In cancer cells, there is at least 1 repair pathway that is often defective [Shaheen M et al. Blood 2011; Postel-Vinay S et al. Nat Rev Clin Oncol 2012]. Adenocarcinomas and squamous cell cancers contain different levels of molecules involved in DNA repair. For example, adenocarcinomas express low levels of poly [ADP-ribose] polymerase 1 and breast cancer 1/2 compared with squamous cell cancers. This is also true for checkpoint kinase 1 expression. These differences can be exploited in the development of DNA repair modulators.

Immunohistochemistry has not been sufficient to identify the presence of a deficient DNA repair pathway in tumor specimens. Prof. Soria has been working on developing a functional DNA repair assay for use on fresh lung tumor specimens, which he believes is necessary for developing and optimizing therapeutics in this area.

Immunogenic modulation is another area with potential for therapeutic development in lung cancer.
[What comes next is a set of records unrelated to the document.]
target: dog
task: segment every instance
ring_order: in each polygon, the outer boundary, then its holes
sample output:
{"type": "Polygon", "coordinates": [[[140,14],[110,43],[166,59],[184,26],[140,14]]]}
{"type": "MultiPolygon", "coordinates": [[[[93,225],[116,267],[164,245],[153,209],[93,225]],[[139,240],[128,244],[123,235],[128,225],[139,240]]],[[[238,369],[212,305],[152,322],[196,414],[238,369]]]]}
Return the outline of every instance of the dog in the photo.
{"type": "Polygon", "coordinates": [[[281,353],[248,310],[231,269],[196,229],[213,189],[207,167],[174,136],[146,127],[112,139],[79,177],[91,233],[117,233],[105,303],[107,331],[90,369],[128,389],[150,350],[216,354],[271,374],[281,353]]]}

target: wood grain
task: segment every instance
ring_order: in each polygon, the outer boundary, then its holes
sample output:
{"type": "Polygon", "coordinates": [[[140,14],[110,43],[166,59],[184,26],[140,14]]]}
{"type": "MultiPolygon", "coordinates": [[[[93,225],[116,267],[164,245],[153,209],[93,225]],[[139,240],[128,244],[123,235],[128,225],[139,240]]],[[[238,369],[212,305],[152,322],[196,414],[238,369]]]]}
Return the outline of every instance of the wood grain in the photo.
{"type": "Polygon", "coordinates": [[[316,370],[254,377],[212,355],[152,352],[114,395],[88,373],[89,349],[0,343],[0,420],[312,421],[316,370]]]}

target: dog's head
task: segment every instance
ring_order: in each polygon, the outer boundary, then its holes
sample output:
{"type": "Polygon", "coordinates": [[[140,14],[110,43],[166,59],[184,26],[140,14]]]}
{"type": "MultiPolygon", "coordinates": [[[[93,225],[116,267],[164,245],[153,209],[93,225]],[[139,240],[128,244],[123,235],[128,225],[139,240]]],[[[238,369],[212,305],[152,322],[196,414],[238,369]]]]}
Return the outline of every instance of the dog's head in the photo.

In addition to cytotoxic T-lymphocyte antigen 4, the programmed death-1 (PD-1) protein and its ligand, PD-L1, are potential targets for which antibodies are currently in development in at least six Phase 1 and 2 trials (Table 1).

The PD-1 antibody BMS-936558 has demonstrated objective response rates of 33% (95% CI, 13% to 59%) in squamous cell cancer and 12.5% (95% CI, 5% to 24%) in NSCLC [Brahmer JR et al. N Engl J Med 2012]. Other recent evidence has shown a correlation between PD-L1 expression in pretreatment tumor biopsies with clinical outcomes in 16 of 42 patients, including those with NSCLC (n=10), melanoma (n=18), colorectal cancer (n=7), renal cell cancer (n=5), or castration-resistant prostate cancer (n=2) [Soliman HH et al. ASCO 2012. Abstract 2501].

Prof. Soria concluded that the future of patients with lung cancer depends on the ability to offer them a molecular portrait revealing the specific mutations and amplifications that can then be targeted with existing therapies, such as gefitinib, erlotinib, and afatinib (EGFR inhibitors), crizotinib (ALK and ROS inhibitor), trastuzumab (human epidermal growth factor receptor 2 inhibitor), and BJG398, AZD4547, and EOS3810 (FGFR1 inhibitors). For patients with no identified genetic alterations, treatment relies on standard chemotherapy and radiotherapy. DNA dysfunctionality analysis and new immune checkpoint identification should be pursued in these patients with the goal of entering them into appropriate clinical trials.